Unlike Camp Rabideau, which according to HistoriCorps Executive Director W. Bart Berger is operated by the Forest Service as a historical museum, the plan is to use the Mt. Morrison facility as a living occupational training facility, just as it was in the beginning.

Berger’s vision is to remove 80 years of junk stored in some of the buildings and restore those buildings for use and occupancy by Hancock’s work force.

“I look at a population of well over a million people in the Denver municipal area, many of whom have little or no chance or opportunity or desire to get outside of where the asphalt and concrete is,” said Berger. “I get them to go 14 minutes out of the core city to go where you can not only stay, but you can learn something that would benefit your future from a career point of view, that would instruct you in things that would manifest in ways for the rest of your life.”

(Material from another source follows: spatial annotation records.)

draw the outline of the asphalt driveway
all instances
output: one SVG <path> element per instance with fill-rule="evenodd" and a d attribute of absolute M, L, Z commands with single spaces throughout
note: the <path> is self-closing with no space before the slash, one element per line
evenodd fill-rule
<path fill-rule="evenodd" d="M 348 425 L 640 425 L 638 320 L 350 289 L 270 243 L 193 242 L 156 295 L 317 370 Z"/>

“I mean, that's how wonderful is that? You get the experience; you get the use,” said Berger. “But then you get that longer-term developmental component. You know, there is more here than meets the eye. When you can analyze and you can do the forensics on an old building, then you have learned an awful lot more than just simple, carpentry skills.”

“This first cohort was able to actually see they are different people today,” said Berger. “They even acknowledge that. After four weeks of being up there working in a decrepit old garage. They know stuff and they think differently than they used to. That's huge.”